The different leagues
The important thing to note is that the Rams won't be eligible for the traditional Section 1 playoffs that start Nov. 10 in Arlington. Instead the football Rams will be playing competitive football against teams in a similar rebuilding mode in an independent league that will have their own playoffs starting in November as well.
But the soccer Rams and Lady Rams, coached by John Cafaldo and Danny Alvarado, respectively, will still be going up against the best of the AA best because Port Chester's large Latino population makes soccer (or futbol/football as soccer is called internationally) the school's number one sport.
If form holds true, Cafaldo will probably have close to 100 players trying out while Alvarado usually draws about 40 candidates. Both will have to replace such graduated All-League players as Alec Pineda and Ty Oshiro for the Rams and Lady Rams Ariana Da Silva and Yelanni Diaz, all of whom will be going on to play college ball.
The sked ahead
The soccer Rams will play their first regular season game Sept. 5, a Tuesday, at home against Spring Valley at 4:45 p.m. in a non-league conference game. The Lady Rams have a home game against Brewster Sept. 2, a Saturday, at 9:30 a.m. And so it goes up and down the schedule as all the Port Chester teams and their coaches get ready and set to go. The coaches include longtime Port Chester language teacher Cindy Martinez, still the Lady Rams’ school record holder for the mile (5 minutes flat). The ex-Lady Ram distance running great returns as head coach of the cross country team which opens its season Sept. 5 in a multiple school meet at Croton Point Park at 4:30 p.m.

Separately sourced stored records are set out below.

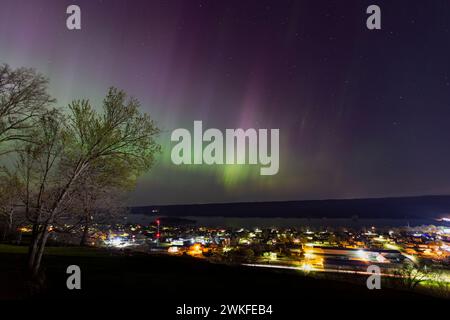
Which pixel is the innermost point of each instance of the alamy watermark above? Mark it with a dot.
(239, 146)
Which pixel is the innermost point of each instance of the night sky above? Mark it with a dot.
(361, 113)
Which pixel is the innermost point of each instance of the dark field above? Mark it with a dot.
(174, 279)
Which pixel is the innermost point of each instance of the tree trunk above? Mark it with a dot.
(85, 234)
(36, 250)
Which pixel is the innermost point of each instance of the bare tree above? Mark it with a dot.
(9, 184)
(65, 149)
(23, 98)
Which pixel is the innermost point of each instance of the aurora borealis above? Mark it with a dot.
(361, 113)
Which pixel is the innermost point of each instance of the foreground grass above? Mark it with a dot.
(60, 251)
(113, 275)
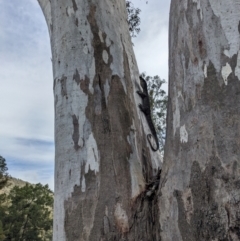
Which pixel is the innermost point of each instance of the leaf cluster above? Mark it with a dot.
(158, 103)
(133, 19)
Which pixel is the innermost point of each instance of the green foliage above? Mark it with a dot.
(158, 103)
(3, 172)
(133, 19)
(29, 215)
(2, 236)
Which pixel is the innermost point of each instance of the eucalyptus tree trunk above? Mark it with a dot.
(200, 182)
(102, 158)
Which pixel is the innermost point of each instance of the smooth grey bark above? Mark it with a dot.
(200, 182)
(103, 162)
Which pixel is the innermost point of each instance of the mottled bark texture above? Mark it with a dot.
(106, 175)
(200, 183)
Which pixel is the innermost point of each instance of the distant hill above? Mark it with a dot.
(12, 182)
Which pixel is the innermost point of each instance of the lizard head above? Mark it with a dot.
(143, 82)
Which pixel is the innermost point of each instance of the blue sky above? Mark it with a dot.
(26, 94)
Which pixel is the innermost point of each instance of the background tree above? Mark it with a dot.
(3, 172)
(29, 215)
(200, 194)
(3, 205)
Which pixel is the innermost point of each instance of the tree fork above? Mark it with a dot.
(102, 157)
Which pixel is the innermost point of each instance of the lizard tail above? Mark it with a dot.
(149, 136)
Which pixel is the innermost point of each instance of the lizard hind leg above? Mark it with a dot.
(152, 142)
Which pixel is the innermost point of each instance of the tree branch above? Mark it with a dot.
(46, 8)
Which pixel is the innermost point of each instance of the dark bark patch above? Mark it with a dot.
(76, 77)
(208, 220)
(76, 22)
(77, 209)
(63, 82)
(75, 8)
(75, 135)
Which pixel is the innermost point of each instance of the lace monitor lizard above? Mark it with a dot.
(146, 109)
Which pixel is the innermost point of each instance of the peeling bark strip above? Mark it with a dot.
(75, 135)
(102, 160)
(201, 174)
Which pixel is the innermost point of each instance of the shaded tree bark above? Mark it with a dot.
(103, 160)
(200, 195)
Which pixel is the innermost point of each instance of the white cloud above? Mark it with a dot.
(26, 98)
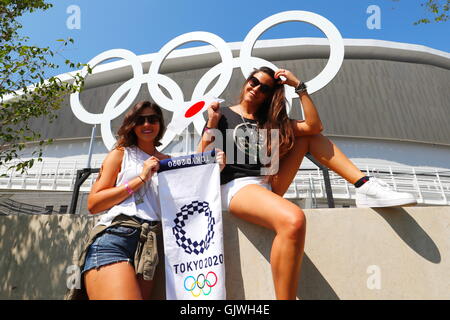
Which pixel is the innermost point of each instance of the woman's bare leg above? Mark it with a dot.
(324, 150)
(115, 281)
(260, 206)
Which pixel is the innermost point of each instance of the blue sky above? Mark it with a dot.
(144, 26)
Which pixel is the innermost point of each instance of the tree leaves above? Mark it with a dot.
(25, 94)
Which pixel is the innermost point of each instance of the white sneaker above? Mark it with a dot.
(377, 193)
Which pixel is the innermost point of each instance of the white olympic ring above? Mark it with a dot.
(177, 104)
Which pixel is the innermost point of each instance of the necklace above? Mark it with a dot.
(249, 143)
(139, 198)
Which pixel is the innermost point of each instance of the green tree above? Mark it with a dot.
(26, 93)
(438, 8)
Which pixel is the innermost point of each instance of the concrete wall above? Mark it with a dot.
(392, 253)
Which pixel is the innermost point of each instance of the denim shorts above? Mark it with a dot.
(115, 244)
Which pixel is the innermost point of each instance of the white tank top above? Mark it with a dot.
(149, 209)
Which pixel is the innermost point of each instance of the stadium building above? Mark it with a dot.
(388, 109)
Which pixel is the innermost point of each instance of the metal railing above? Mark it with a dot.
(429, 185)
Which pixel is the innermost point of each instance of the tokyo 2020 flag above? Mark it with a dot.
(191, 213)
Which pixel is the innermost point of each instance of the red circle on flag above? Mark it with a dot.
(194, 109)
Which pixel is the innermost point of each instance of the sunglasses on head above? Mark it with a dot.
(152, 119)
(254, 82)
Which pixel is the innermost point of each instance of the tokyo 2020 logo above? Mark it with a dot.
(200, 285)
(182, 239)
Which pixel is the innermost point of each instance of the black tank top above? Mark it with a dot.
(241, 145)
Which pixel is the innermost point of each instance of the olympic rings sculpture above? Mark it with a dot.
(204, 283)
(191, 110)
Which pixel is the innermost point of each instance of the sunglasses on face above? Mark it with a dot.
(152, 119)
(254, 82)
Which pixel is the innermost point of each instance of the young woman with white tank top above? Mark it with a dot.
(126, 187)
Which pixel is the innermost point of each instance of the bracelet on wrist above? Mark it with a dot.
(301, 88)
(127, 187)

New volleyball coach Stephanie Costabile, a teacher in the Port Chester School District as well as a former collegiate VB player and travel team coach, debuts with her team opening its season Sept. 6, a Thursday, with a home game against Roy C. Ketcham at 5 p.m. Veteran Lady Ram head coaches Manny Martinez and Colleen Cahill will coach the tennis and swim teams respectively. Their seasons officially begin on different dates: Sept. 8, a Friday, away against Valhalla at 4:30 p.m. for tennis while the swimmers make their first fall season splash Sept. 11, a Monday, at 5 p.m. at home at the Carver Center against Brewster.
All of which is to say a lot is going to be happening leading up to the start of the fall scholastic sports season. It is almost time to say let the games officially begin. But first comes the start of official practice Monday. The Rams and Lady Rams can't wait to see what comes next.